The Digital Hub is a cluster of technology, digital media and internet companies in The Liberties area of Dublin, Ireland. As of 2017, the hub consisted of over 70 companies located in eight buildings, collectively employing 700 people. As of 2021, there 30 companies employing 270 people.

==History==
The Irish Government founded The Digital Hub in 2003 to cater for companies involved in information technology, with Media Lab Europe—a business venture by MIT— as its anchor. In 2016, Fiach Mac Conghail, former director of the Abbey Theatre, was appointed CEO of the Digital Hub Development Agency, the state agency which operates and promotes The Digital Hub.

By 2017, nearly 100 companies were located there. At that time, current and former tenants included Amazon, Etsy, Havok, Houghton Mifflin Harcourt, Lonely Planet, Eventbrite, Slack, and Stripe. By April 2021, the number of tenant companies had dropped to 30.

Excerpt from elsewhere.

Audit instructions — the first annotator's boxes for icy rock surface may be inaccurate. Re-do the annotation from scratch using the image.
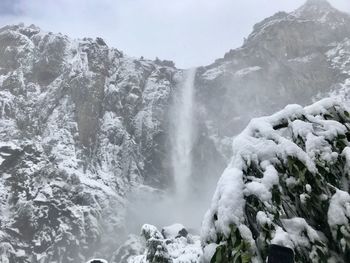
[202,98,350,263]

In mid-2021, the Irish government announced that it would wind down the Digital Hub and transfer land to the Land Development Agency (LDA). The LDA stated in 2023 that it intended to develop the site into a mixed-use development called 'Pear Tree Crossing'. A message on the 'Pear Tree Crossing' website, dated to late 2024, stated that in December 2024 an "enabling planning application" had been submitted covering a small part of the site to "facilitate [..] archaeological testing".